About 500 jobs have already been cut there and in Melbourne.
Holden said in a bulletin to staff that the reports of impending closure were pure speculation and that it remained fully engaged in negotiations with the Government.
Industry Minister Ian MacFarlane, who is leading the talks, said Holden had assured him no decision had been reached, a position also accepted by Labor's industry spokesman, Kim Carr.
But MacFarlane has been undermined by senior colleagues who leaked reports of a Holden shutdown to the ABC, and told the Australian that the decision had been made in Detroit and that a planned announcement had been postponed until next year.
The Government is weighted with influential economic dries who want taxpayer handouts to the car industry to end. The Government is already axing the most recent A$500 million aid package provided by the previous Labor administration.

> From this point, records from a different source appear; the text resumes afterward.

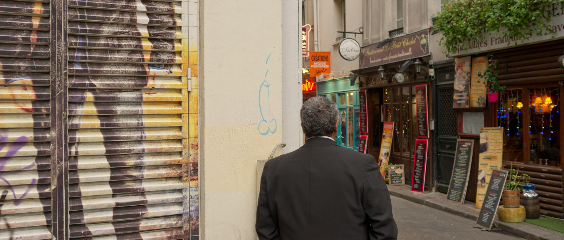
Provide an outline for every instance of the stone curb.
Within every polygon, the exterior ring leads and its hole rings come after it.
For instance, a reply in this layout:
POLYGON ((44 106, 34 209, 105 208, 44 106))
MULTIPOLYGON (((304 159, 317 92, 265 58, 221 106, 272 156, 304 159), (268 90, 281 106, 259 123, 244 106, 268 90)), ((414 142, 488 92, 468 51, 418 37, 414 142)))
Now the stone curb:
MULTIPOLYGON (((403 198, 421 205, 425 205, 435 209, 443 211, 457 216, 475 221, 478 219, 479 211, 475 208, 469 208, 468 205, 460 205, 447 202, 437 197, 442 195, 443 198, 446 194, 440 193, 420 193, 412 192, 404 186, 388 186, 390 195, 403 198)), ((494 222, 506 233, 521 237, 529 240, 555 240, 564 239, 564 233, 552 229, 537 226, 528 223, 510 223, 500 221, 497 216, 494 222)))

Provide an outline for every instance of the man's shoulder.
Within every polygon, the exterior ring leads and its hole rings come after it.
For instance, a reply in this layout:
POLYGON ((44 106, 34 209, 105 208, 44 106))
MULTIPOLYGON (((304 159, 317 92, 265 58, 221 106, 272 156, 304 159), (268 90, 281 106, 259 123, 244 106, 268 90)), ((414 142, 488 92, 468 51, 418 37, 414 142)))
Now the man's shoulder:
MULTIPOLYGON (((329 155, 328 157, 330 158, 338 158, 346 161, 357 162, 359 163, 365 163, 367 161, 373 158, 372 155, 360 153, 338 146, 327 145, 326 147, 324 147, 324 148, 327 148, 327 149, 324 150, 323 153, 328 154, 329 155)), ((268 160, 266 162, 266 166, 275 166, 285 161, 305 158, 308 155, 311 156, 311 154, 310 149, 302 146, 293 152, 280 155, 268 160)))

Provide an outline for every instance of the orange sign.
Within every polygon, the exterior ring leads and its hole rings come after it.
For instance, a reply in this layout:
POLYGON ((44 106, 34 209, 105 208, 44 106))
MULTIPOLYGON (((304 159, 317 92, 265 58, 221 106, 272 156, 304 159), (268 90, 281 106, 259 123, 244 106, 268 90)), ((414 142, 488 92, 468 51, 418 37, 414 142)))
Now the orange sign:
POLYGON ((315 91, 315 82, 314 82, 312 79, 306 79, 306 81, 302 83, 302 92, 312 92, 315 91))
POLYGON ((331 73, 331 52, 310 52, 310 76, 331 73))

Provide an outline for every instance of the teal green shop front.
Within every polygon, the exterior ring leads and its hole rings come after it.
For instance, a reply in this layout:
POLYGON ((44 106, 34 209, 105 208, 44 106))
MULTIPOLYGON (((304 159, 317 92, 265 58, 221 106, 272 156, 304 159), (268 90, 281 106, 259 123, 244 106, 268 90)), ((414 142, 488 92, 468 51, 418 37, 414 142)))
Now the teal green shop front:
POLYGON ((318 82, 316 85, 318 96, 325 96, 339 108, 340 123, 335 141, 341 146, 358 150, 360 135, 358 83, 351 86, 347 77, 318 82))

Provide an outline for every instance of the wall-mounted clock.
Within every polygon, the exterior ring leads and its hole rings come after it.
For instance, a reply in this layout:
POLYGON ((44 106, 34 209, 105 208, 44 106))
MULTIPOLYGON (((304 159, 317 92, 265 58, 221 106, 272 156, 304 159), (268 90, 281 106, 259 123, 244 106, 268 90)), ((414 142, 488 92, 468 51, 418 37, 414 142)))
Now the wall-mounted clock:
POLYGON ((400 83, 406 81, 406 76, 404 75, 403 73, 396 73, 395 76, 394 76, 394 78, 395 78, 396 82, 398 82, 400 83))

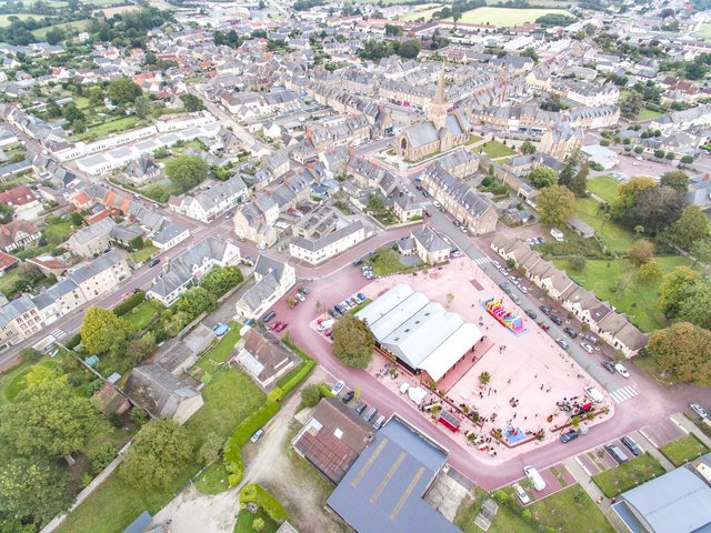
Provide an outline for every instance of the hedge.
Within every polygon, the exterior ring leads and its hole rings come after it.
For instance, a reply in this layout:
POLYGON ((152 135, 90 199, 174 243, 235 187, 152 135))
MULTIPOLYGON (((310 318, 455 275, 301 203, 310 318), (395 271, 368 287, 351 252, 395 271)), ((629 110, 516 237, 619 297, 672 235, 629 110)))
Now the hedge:
POLYGON ((117 316, 123 316, 133 308, 139 306, 143 301, 146 301, 146 293, 143 291, 138 291, 113 308, 113 314, 117 316))
POLYGON ((269 517, 274 522, 281 523, 284 520, 289 519, 289 513, 281 505, 281 503, 279 503, 279 501, 274 496, 267 492, 267 489, 258 485, 257 483, 250 483, 240 491, 240 504, 242 504, 243 506, 249 502, 262 507, 269 515, 269 517))

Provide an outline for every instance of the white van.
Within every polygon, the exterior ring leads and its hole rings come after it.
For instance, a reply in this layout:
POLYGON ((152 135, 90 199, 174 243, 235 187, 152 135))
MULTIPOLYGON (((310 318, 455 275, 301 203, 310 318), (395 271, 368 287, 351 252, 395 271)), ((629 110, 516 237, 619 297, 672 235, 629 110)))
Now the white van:
POLYGON ((545 482, 543 481, 543 477, 541 477, 541 474, 539 474, 538 470, 535 470, 533 466, 523 466, 523 473, 533 485, 533 489, 539 492, 545 489, 545 482))
POLYGON ((604 401, 604 396, 602 395, 602 393, 599 390, 597 390, 594 386, 587 386, 585 392, 588 393, 590 399, 595 403, 601 403, 602 401, 604 401))

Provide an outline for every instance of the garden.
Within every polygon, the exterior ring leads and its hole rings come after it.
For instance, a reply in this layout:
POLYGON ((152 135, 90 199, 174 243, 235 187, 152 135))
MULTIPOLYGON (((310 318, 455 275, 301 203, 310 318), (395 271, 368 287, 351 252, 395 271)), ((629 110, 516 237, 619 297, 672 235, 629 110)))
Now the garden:
POLYGON ((620 466, 592 476, 607 497, 613 497, 664 473, 664 469, 649 453, 620 466))
POLYGON ((693 461, 704 453, 709 453, 709 447, 695 435, 689 434, 677 439, 659 449, 674 466, 681 466, 689 461, 693 461))

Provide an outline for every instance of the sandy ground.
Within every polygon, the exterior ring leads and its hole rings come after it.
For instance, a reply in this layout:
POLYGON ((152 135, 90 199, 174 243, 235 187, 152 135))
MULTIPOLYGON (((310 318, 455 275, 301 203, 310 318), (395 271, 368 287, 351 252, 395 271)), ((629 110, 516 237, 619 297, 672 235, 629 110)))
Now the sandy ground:
MULTIPOLYGON (((548 442, 554 442, 560 433, 553 432, 557 425, 568 421, 568 415, 557 408, 555 403, 572 396, 581 398, 585 386, 603 389, 554 341, 529 319, 523 311, 511 301, 499 286, 495 286, 471 260, 462 258, 453 260, 442 270, 430 269, 428 274, 399 274, 382 278, 367 285, 362 292, 368 298, 375 299, 398 283, 409 283, 415 291, 421 291, 430 300, 439 301, 447 306, 447 295, 454 299, 449 311, 459 313, 465 321, 479 325, 488 340, 493 341, 490 348, 459 382, 449 390, 448 396, 457 404, 465 404, 487 419, 483 428, 464 420, 460 433, 455 439, 462 445, 470 446, 472 453, 488 463, 497 464, 510 460, 548 442), (475 280, 481 290, 472 283, 475 280), (480 305, 481 301, 495 296, 507 310, 523 319, 528 331, 519 335, 502 326, 480 305), (479 375, 488 372, 491 381, 485 388, 479 385, 479 375), (511 402, 511 400, 517 402, 511 402), (512 405, 514 403, 515 405, 512 405), (550 419, 549 419, 550 416, 550 419), (493 421, 491 419, 494 419, 493 421), (550 421, 549 421, 550 420, 550 421), (535 433, 544 430, 543 442, 529 442, 515 447, 482 443, 487 450, 478 450, 468 442, 467 432, 474 431, 484 438, 494 429, 504 429, 509 424, 522 432, 535 433)), ((387 365, 383 356, 377 355, 369 366, 369 371, 377 375, 387 365)), ((417 385, 418 380, 400 372, 395 379, 391 375, 378 378, 385 386, 399 391, 403 382, 417 385)), ((437 400, 430 394, 424 403, 437 400)), ((611 402, 609 402, 611 404, 611 402)), ((422 413, 432 420, 428 413, 422 413)), ((613 411, 603 418, 598 418, 588 425, 593 425, 612 416, 613 411)), ((434 423, 434 421, 432 421, 434 423)))

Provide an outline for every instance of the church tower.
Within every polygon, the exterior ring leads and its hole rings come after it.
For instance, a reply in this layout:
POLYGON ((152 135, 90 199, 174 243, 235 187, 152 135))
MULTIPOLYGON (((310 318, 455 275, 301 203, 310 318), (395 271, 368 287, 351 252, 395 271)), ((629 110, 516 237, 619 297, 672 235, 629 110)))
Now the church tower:
POLYGON ((438 130, 444 125, 447 119, 447 110, 449 109, 449 102, 444 93, 444 63, 442 63, 442 70, 440 71, 440 79, 437 82, 437 92, 430 103, 429 118, 438 130))

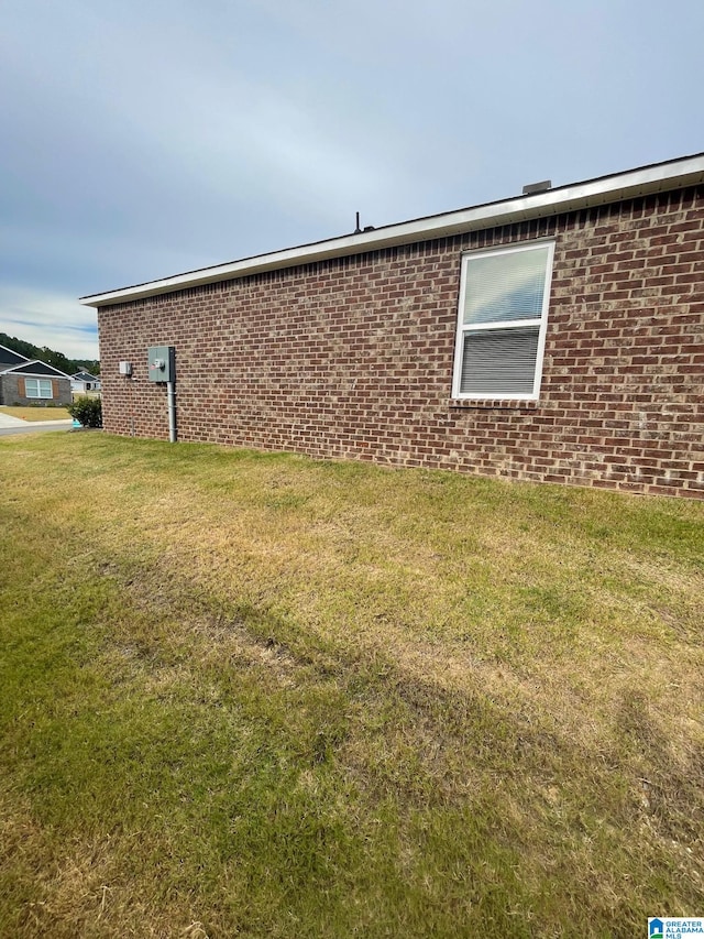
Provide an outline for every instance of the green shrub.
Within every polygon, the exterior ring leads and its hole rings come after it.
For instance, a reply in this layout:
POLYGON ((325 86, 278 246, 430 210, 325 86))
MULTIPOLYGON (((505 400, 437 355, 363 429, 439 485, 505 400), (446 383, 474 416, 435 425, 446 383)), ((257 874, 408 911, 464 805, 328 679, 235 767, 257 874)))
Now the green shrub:
POLYGON ((84 427, 102 427, 102 401, 99 397, 79 397, 66 411, 84 427))

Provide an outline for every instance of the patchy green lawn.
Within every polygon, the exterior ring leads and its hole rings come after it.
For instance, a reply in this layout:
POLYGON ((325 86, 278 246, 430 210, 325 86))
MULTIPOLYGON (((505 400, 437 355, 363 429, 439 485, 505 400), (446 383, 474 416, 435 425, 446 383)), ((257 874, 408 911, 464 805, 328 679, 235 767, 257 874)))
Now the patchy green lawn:
POLYGON ((704 504, 0 440, 0 935, 704 913, 704 504))

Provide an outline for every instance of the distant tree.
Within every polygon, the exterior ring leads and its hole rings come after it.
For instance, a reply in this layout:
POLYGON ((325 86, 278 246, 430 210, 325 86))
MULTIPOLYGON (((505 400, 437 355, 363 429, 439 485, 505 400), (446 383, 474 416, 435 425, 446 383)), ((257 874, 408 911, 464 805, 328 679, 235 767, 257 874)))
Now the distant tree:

Given Holden's plummeting sales and the parlous fundamentals of the industry - 60 brands selling more than 300 models in an annual market of just one million new vehicles - the dries believe it is time to cast carmakers adrift to survive or fail on their own.
Prime Minister Tony Abbott said Holden needed to make a decision - but also that there would be no more federal money.
"There's not going to be any extra money over and above the generous support the taxpayers have been giving the motor industry for a long time," he said.
Carr said the Government was riven by deep internal divisions between those who wanted to abandon the industry and its workers, and those who understood its importance.
He said the A$2.7 billion that Labor pumped into carmakers had created new investment of A$26 billion.
The closure of the industry would slash A$21.5 billion from the economy.
Council of Trade Unions secretary David Oliver said it was unacceptable that unnamed senior government ministers were casting doubt over the future of Holden despite denials by Macfarlane.
And Australian Manufacturing Union national secretary Paul Bastian said there were too many jobs at stake for Abbott not to intervene.